1
I want to download all government spending over £500 by the Department of Energy and Climate change. These are .xls and .xlsx files, generated once per month. They are stored at locations like this:
https:// www.gov.uk/government/uploads/system/uploads/attachment_data/file/209425/20130627_April_2013_PUS_.xls
where the number after file is a unique number and the filename doesn't have any naming consistency.

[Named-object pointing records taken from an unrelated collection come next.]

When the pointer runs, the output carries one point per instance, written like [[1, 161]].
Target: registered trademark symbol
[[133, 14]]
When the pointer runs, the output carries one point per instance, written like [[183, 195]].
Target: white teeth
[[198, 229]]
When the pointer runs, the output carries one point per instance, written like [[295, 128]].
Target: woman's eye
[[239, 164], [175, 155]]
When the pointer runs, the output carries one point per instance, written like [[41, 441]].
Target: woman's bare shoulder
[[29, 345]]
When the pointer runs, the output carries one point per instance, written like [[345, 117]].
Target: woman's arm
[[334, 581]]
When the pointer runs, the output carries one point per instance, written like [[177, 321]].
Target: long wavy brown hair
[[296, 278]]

These files are linked from individual monthly pages which have the form:
https:// www.gov.uk/government/publications/departmental-spend-over-500-april-2013
which in turn links from an index page which is:
https://www.gov.uk/government/collections/departmental-spend-over-500
This command works:
wget -r --force-html -e robots=off -A xls,xlsx,"" -l 2
https://www.gov.uk/government/collections/departmental-spend-over-500
but as well as the .xls and .xlsx files I get the complete directory of the .gov.uk site (to a depth of two links from where I started) which downloads ~100MB of text/html files other than the .xls files which is a bit excessive. So my question is:
How I can make wget only source from the directories above or alternatively exclude obvious ones that I don't want?
I've tried the obvious -I and -X, -D etc commands but with no luck. NB I had to include "" as well as xls files in the -A switch otherwise it would ignore the linking html files...
Any advice gratefully received! This is on a mac btw.